Features of the LeapFrog LeapPad Explorer Tablet
- 5" display
- Touch screen
- Over 100 games and apps currently available/li>
- Built-in camera, video recorder and microphone
- Available in pink or green
- Access to the LeapFrog Learning Path
- Uses rechargeable batteries
- 2GB memory
- The suggested retail price is $99.99
- The LeapFrog LeapPad Explorer Tablet is geared at kids ages 4-9.
LeapFrog LeapPad Explorer Tablet Overview
Take the LeapFrog LeapPad Explorer Tablet out of the box and you'll be immediately impressed. It has a beautiful 5-inch touch screen and unlike other fragile tablets, this one feels and looks sturdy -- rugged enough to take whatever it is your preschooler decides to dish out.
Usage wise, the tablet offers a lot. While there are games and apps available for purchase (there is no wireless on the unit, you need to tether it to a PC or a Mac), the LeapPad comes with plenty built-in, including an art studio, the Disney Animation Studio and an app where kids can create their own stories and personalize them with photos. Also, if you've already purchased a LeapFrog product like the handheld Leapster Explorer (compare prices), you'll be happy to know that those cartridges are compatible. There are no third-party apps (sorry, no Angry Birds!).

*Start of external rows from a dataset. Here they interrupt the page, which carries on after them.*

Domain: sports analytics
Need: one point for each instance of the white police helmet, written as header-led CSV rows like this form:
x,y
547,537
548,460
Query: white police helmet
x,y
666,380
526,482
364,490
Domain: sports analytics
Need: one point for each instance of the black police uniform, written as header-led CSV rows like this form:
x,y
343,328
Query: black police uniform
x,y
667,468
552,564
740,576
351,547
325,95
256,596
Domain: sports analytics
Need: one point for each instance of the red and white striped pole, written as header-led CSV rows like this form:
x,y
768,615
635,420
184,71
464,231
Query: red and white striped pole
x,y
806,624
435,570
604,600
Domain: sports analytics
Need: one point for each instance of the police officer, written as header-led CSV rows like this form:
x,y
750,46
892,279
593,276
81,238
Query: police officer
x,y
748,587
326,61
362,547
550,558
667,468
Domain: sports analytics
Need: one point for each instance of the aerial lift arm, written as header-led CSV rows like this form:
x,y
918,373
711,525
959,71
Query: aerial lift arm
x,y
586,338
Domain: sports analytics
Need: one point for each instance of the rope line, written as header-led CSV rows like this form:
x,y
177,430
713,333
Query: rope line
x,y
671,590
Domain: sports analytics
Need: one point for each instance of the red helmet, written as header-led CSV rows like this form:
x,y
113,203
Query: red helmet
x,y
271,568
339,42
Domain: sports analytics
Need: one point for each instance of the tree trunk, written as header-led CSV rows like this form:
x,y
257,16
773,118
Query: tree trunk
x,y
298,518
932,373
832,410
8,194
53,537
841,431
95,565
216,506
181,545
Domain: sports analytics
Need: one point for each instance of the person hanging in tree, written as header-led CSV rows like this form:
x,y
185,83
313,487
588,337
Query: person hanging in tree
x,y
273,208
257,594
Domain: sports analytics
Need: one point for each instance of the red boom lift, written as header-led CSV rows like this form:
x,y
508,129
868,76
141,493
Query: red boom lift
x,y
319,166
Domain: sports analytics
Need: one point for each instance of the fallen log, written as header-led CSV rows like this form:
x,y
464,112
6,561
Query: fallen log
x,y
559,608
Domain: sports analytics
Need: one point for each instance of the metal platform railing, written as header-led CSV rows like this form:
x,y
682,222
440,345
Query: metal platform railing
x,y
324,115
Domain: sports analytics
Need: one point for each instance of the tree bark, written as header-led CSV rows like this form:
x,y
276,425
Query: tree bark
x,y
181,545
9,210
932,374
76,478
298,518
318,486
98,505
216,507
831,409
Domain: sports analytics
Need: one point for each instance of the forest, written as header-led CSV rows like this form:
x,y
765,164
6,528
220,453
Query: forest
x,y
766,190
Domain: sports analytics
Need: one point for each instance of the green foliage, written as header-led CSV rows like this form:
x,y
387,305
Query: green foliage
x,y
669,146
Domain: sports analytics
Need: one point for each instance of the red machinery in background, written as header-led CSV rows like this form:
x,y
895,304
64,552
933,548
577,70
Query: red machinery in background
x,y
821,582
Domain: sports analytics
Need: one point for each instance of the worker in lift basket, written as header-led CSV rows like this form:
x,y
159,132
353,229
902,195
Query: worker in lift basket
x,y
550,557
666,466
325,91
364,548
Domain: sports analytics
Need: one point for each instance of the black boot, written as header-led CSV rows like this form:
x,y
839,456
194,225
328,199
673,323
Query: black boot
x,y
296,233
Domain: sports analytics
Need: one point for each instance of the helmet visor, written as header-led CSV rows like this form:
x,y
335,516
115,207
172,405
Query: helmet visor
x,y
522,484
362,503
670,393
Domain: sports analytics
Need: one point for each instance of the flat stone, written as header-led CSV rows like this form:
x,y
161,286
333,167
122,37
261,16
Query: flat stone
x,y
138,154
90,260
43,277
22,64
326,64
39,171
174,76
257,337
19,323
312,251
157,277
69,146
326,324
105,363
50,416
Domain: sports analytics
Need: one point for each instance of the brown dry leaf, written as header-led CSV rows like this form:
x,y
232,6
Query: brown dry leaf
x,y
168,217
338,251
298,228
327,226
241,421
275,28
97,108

The tablet is easy to operate. Kids can use their fingers on the touch screen or the included stylist. Pages on a book can be turned and shaking the unit also elicits a response. Games automatically respond to the child's age and skill level.
There is so much that I liked about the LeapFrog LeapPad Explorer Tablet -- the idea of itself as well as how nicely it is executed. It offers kids a chance to use the technology that is out there -- digital cameras, readers, access to apps and more -- but on their own, appropriate level. Smart and thoughtful, the educational games will keep them entertained and learning while giving them the opportunity to explore in a safe and controlled environment.
The durability of the unit is a big plus. Obviously you don't want to throw it into water, but it can definitely withstand a drop. Also great? Two styluses are included -- I automatically put one in a "safe spot" so we can access it quickly if we need to.
The overall intuitiveness of the unit is really impressive. This is an important when you are dealing with youngsters and both end of the technology spectrum -- kids that are used to playing with their parent's smart phones and tablets and those who aren't familiar with these types of devices. The games follow suit, they automatically increase in difficulty as your child masters a level. You can follow along with your child's progress thanks to the LeapFrog Learning Path, a system that keeps you updated on what your child's scores are on the different games they play.
The learning is all-encompassing too. If your child wants to know what a word is, they can touch it. A picture will appear as well as the entry from the visual dictionary.
Honestly? Not much. No Wi-Fi which means you have to connect the unit to your home computer. Buying apps can get expensive, but if you already have a LeapFrog Explorer, you'll have plenty to choose from, not to mention that there is a lot already built in. If your child is used to using a "grown-up" tablet, they may feel like the LeapFrog is slow in comparison (and it is) but it's quick enough. Be sure to have plenty of batteries on hand. The tablet uses 4 AA batteries and if they play with it often enough, they will go through them quickly. The upside is that rechargeable batteries can be used.